Hastings opposes Kasich plan for state, instead of city, to collect taxes from city businesses


Hillsboro Mayor Drew Hastings will introduce a resolution at Monday’s city council meeting opposing Gov. John Kasich’s plan for the state to take control of business income tax filings that are currently filed with the city.

The idea, included in Kasich’s 2017-18 budget proposal, would require businesses to file net profit tax returns with the state rather than with the municipalities in which they are located, with the state deducting a one percent fee before returning the remainder to the towns or cities. The plan does not affect tax collections from individual filers, only businesses.

Hastings said Friday he opposes the proposal for a number of reasons.

“I don’t like centralized anything” when it comes to state versus local issues, said the mayor. “It’s just an effort to get more money away from local governments and have expenditures controlled by the state.”

Hastings is the latest among many mayors across Ohio going on record to oppose the plan, and he’s not the first mayor of Hillsboro to voice opposition to the idea. A similar proposal floated by Kasich and other state officials in 2011 – which would have centralized collection of all municipal taxes – was opposed by then-mayor Dick Zink, and city council unanimously approved a resolution against the tax idea in November of that year.

“This type of centralized income tax collection would cause a hardship to local governments,” Zink said at the time, according to a Times-Gazette article.

Kasich and others defend the proposal on the basis of reducing paperwork and streamlining the number of tax forms that need to be filed by businesses.

The Ohio Municipal League is on record opposing the centralized tax plan, saying the state’s collection of one percent of the revenue would be higher than the cost to municipalities to administer their own local tax, businesses would lose the benefit of free, easily accessible local assistance, local control would be further eroded by the state, the state could change the amount it keeps at any time to ensure state solvency at the expense of local governments, and the quarterly distributions of state-collected municipal revenue “will interrupt and impede the ability of cities and villages to meet the daily financial obligations.”

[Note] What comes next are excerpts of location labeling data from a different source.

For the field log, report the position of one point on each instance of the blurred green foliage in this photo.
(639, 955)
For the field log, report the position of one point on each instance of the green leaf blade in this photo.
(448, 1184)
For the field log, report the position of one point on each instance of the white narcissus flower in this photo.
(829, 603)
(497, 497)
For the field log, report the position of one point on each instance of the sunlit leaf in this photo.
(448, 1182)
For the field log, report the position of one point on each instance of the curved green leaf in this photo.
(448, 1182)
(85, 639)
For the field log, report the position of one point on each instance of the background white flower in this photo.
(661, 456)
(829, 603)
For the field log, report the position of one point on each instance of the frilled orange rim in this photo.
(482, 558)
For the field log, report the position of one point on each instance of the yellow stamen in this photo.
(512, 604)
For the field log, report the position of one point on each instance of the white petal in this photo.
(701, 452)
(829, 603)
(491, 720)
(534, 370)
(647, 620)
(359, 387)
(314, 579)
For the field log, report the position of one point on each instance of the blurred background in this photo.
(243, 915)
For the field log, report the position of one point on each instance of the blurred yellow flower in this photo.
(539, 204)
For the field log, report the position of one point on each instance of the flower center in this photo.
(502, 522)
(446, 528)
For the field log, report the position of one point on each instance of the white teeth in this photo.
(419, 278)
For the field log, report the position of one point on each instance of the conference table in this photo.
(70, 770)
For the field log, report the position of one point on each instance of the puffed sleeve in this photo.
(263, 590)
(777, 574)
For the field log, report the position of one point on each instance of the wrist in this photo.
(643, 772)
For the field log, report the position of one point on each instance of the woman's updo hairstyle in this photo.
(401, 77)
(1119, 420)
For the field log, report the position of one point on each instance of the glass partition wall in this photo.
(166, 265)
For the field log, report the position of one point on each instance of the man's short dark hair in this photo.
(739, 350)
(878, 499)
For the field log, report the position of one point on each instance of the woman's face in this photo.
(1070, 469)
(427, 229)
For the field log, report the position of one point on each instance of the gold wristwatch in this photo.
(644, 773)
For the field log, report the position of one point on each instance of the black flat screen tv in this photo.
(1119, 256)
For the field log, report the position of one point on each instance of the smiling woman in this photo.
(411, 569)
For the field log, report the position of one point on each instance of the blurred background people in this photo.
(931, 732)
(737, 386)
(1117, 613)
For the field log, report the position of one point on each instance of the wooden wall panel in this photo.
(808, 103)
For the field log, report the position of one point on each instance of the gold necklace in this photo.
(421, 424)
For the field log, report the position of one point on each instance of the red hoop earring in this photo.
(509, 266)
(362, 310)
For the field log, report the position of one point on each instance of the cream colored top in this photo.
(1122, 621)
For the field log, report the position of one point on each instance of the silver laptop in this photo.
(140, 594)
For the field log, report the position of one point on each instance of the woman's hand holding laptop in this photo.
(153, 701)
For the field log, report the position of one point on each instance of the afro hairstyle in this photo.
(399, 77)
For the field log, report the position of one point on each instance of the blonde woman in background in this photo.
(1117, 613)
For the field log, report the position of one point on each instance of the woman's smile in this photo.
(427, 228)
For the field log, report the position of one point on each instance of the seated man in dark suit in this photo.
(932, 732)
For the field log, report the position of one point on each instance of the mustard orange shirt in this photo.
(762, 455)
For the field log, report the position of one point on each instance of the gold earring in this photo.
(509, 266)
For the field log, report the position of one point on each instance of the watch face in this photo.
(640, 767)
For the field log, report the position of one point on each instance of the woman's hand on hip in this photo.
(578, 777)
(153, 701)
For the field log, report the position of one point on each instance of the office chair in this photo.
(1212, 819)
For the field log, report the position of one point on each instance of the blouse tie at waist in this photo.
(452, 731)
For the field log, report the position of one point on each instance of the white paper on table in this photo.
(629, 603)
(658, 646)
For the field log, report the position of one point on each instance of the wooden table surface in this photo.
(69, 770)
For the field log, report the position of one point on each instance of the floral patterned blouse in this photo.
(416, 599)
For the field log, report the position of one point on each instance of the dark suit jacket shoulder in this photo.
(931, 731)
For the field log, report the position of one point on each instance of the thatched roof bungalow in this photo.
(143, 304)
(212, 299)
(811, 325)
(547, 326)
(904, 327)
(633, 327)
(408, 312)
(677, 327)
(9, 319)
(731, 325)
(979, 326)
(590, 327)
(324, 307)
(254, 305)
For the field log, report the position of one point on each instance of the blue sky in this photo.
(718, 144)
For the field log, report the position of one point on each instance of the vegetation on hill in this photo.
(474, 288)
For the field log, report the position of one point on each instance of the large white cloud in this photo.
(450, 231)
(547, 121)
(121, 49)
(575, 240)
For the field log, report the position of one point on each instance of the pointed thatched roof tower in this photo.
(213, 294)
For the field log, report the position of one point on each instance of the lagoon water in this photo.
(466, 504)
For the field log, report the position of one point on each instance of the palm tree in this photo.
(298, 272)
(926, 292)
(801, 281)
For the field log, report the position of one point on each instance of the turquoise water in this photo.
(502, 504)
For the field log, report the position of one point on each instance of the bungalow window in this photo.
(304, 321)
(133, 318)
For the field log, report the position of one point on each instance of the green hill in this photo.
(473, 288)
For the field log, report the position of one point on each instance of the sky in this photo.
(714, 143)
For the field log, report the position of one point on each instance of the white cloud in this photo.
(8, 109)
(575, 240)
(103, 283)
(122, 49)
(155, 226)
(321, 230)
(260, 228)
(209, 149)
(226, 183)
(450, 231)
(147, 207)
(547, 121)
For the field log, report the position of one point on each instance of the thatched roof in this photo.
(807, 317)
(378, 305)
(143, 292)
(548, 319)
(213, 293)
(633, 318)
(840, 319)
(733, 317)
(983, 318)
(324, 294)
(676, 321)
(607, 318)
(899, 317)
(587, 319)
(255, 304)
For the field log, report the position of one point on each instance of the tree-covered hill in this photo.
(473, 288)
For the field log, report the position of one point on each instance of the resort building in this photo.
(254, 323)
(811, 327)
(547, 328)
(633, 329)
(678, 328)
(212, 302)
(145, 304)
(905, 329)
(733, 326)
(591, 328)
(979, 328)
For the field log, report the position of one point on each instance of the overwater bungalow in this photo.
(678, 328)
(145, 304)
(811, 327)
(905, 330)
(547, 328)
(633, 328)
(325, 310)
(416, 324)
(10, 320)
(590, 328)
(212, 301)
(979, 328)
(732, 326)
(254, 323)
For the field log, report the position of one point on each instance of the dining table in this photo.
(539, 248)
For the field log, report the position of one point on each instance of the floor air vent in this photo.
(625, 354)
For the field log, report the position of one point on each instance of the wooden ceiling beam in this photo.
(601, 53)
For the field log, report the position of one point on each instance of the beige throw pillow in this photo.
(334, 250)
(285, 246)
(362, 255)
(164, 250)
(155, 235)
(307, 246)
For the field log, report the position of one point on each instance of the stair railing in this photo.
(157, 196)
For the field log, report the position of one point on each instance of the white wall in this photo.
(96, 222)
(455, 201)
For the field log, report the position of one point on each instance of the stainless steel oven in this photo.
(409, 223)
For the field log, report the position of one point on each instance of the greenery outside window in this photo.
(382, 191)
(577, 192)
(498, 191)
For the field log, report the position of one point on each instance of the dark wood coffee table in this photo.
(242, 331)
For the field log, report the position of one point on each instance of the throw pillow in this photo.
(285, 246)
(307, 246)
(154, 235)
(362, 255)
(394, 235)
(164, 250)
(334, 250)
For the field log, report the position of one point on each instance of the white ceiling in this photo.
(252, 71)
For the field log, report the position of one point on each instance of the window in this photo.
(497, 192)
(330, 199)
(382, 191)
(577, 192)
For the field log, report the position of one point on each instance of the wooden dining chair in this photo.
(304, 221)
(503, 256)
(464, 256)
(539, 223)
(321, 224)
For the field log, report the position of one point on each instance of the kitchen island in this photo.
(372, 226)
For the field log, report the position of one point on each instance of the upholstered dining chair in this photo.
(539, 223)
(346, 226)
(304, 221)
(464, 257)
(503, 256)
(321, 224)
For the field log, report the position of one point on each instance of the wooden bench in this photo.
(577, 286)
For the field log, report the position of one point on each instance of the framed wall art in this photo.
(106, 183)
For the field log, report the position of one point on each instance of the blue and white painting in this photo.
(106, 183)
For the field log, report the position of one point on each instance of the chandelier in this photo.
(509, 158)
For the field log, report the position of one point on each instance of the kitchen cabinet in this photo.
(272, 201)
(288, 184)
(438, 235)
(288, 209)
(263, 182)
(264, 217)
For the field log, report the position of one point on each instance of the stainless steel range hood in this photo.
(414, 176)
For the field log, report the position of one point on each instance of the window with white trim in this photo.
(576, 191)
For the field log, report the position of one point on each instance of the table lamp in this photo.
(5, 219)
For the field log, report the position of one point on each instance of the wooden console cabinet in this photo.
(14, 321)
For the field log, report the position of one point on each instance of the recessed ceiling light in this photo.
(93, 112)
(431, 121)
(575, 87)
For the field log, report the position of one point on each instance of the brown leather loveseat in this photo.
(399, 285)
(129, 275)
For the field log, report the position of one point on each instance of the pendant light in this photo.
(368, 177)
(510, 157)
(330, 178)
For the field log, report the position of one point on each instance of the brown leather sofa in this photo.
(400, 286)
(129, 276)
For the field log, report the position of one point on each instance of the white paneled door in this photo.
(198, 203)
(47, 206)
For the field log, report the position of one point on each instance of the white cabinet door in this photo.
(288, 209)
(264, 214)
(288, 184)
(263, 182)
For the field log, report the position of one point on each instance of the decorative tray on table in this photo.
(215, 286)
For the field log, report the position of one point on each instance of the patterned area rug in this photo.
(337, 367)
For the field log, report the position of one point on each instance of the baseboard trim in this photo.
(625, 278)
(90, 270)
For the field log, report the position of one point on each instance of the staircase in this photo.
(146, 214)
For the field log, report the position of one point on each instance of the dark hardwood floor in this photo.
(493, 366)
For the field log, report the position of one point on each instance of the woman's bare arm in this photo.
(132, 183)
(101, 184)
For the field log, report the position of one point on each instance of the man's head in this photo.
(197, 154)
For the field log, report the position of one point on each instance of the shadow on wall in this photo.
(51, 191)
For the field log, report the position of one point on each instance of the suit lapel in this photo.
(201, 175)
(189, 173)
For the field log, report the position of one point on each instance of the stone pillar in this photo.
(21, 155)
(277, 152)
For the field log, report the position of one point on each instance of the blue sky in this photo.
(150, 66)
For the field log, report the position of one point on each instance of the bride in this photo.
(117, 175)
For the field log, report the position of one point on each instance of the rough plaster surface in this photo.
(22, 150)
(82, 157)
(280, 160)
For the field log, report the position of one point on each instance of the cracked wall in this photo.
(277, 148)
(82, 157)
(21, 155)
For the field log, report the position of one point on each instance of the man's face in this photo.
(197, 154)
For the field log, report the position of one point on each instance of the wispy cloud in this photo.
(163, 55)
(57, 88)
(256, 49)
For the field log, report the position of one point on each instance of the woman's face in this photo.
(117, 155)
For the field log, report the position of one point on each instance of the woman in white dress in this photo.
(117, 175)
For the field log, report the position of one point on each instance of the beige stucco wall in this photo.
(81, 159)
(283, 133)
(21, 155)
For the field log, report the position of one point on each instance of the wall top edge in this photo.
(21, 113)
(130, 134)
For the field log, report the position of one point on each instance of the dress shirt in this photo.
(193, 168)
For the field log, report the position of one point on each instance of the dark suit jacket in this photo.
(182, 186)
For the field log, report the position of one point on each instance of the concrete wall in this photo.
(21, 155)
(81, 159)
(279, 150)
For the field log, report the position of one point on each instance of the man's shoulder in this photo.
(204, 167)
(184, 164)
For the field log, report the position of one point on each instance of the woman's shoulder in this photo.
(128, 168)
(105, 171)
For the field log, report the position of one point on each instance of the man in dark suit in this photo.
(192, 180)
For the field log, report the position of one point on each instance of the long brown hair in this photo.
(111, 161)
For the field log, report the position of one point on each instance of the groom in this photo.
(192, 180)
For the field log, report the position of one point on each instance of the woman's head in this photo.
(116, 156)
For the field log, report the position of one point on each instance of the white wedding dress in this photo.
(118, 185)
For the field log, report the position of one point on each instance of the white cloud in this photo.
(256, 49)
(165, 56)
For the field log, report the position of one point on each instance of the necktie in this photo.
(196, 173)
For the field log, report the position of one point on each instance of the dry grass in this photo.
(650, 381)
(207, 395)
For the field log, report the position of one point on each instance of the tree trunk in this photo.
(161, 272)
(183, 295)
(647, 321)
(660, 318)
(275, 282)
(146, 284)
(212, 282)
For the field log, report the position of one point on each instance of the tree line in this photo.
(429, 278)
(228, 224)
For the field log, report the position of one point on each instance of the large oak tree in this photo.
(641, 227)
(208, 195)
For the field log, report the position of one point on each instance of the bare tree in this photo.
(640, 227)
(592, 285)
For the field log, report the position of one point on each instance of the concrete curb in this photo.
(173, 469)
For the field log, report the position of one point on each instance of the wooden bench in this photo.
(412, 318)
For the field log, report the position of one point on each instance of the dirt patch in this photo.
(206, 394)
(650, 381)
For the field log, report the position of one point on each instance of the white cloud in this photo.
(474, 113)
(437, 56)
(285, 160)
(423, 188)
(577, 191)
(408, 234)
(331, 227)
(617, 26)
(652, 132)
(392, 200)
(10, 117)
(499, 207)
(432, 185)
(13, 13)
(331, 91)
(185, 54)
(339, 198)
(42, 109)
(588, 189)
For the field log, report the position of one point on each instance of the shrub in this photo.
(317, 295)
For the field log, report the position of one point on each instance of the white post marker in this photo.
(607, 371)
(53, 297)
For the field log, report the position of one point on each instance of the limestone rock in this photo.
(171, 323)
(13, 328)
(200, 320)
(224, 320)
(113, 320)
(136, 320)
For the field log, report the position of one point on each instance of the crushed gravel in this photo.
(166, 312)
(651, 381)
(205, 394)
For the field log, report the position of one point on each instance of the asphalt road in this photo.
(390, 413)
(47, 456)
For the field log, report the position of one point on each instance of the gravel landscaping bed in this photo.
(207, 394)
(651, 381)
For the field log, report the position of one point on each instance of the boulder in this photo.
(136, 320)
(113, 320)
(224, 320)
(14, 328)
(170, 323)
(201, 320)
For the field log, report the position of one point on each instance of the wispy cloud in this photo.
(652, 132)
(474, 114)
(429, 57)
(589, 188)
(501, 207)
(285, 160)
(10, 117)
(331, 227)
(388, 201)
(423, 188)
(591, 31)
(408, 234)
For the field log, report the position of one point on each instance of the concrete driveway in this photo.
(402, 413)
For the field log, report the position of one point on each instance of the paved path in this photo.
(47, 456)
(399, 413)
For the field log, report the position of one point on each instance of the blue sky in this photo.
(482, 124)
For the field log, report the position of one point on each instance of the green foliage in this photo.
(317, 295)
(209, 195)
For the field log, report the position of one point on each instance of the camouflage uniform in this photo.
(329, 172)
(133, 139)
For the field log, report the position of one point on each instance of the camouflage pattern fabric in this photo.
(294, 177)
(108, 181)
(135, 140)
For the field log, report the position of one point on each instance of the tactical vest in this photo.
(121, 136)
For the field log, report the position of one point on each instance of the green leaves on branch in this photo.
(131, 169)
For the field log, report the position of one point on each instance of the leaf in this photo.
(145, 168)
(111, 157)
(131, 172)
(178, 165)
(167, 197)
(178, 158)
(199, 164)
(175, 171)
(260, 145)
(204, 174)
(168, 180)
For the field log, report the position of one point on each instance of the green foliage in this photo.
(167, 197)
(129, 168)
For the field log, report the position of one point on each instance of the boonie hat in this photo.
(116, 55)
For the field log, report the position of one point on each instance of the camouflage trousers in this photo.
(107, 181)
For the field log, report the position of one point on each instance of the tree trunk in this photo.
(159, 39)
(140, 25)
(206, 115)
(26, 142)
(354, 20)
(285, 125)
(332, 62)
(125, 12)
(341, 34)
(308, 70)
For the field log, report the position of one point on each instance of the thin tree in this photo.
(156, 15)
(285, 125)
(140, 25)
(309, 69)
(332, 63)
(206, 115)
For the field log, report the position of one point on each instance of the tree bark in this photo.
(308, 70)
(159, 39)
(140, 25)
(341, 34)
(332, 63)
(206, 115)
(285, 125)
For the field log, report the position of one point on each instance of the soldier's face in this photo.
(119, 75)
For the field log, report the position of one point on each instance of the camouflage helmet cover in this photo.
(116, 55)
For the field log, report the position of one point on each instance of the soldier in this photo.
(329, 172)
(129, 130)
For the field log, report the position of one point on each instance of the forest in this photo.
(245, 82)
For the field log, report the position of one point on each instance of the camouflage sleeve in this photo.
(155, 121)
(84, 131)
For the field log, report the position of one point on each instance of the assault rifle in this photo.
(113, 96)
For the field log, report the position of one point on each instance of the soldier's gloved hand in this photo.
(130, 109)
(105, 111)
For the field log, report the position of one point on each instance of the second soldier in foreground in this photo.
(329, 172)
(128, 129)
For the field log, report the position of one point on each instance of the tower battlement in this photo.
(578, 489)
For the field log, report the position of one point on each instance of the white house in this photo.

“Other political subdivisions that receive revenue back from the state through a central collection mechanism such as municipalities that receive revenue from the state by utilities in their limits, sales tax distributions to counties, school districts that receive revenue through the school district income tax, etc., have experienced uncertainty regarding the amounts of revenue returning to their communities and are provided no recourse to challenge or have the amounts verified as being accurate,” according to a municipal league statement.